Obviously, small business credit cards are one of the forms of credit that companies typically turn to if a small business loan may not either be available or if a company does not want to acquire a sizable amount of debt all at once. Small business credit cards, along with other lines of credit, were hard to come by for many over the past months, but there are many indications that the credit card industry is beginning to offer more options for credit cards to a variety of borrowers, and some businesses have simply begun researching credit card options that can be available for their personal situation.
Small business credit cards can be used to purchase inventory, products, or simply as a way for a business to further their endeavors if a sizable small business loan is not necessarily needed or available. However, small business credit cards may also be one area where companies have struggled to find access, so further alternatives have also been used by many businesses over the past months. Again, the SBA has offered guaranteed loans to many companies and new programs in 2011 are hoped to further these lending initiatives, but many businesses have turned to credit unions as an alternative to borrowing from major financial institutions.

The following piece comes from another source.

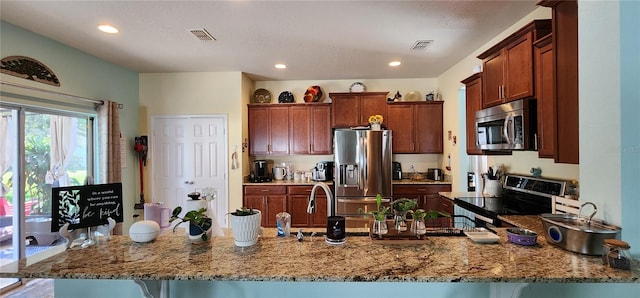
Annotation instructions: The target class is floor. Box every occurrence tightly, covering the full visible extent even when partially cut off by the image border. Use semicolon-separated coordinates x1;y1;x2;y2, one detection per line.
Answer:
0;279;54;298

Recent reports showed that small business lenders like J.P. Morgan Chase, Wells Fargo, and Bank of America saw increases in the percentage of small business loans they made in 2010, but there are still companies who have used these credit unions as a way to find the financing for their business when they may have been unable to gain access to funds from these major banks. Credit unions can offer a great deal of affordability as borrowers must be a member of a particular credit union, which usually requires an application process, so many members are usually in a decent financial position and there have been requests by credit unions to change laws that prevent them from lending a higher percentage of their assets to small businesses.
However, credit unions are not a guarantee when it comes to these loans, so businesses have also been prompted to explore options from microloans or peer-to-peer lending networks, as these are also additional sources of small business revenue that can help a company grow, expand, and increase their profitability. Yet, there are some small business advisers who suggest that businesses that may find small business loan resources difficult to come by, simply step back and review whether they are in the financial position to afford the costs that come with repaying small business loan debt. Some companies have been in a position to benefit and repay small business loans, but were denied access to capital. However, there are those businesses who may simply not be in a position at the current time to repay these debts, so before exploring these alternative options for small business capital, businesses must be sure that they are in an excellent position to combat the debt associated with a small business loan or line of credit.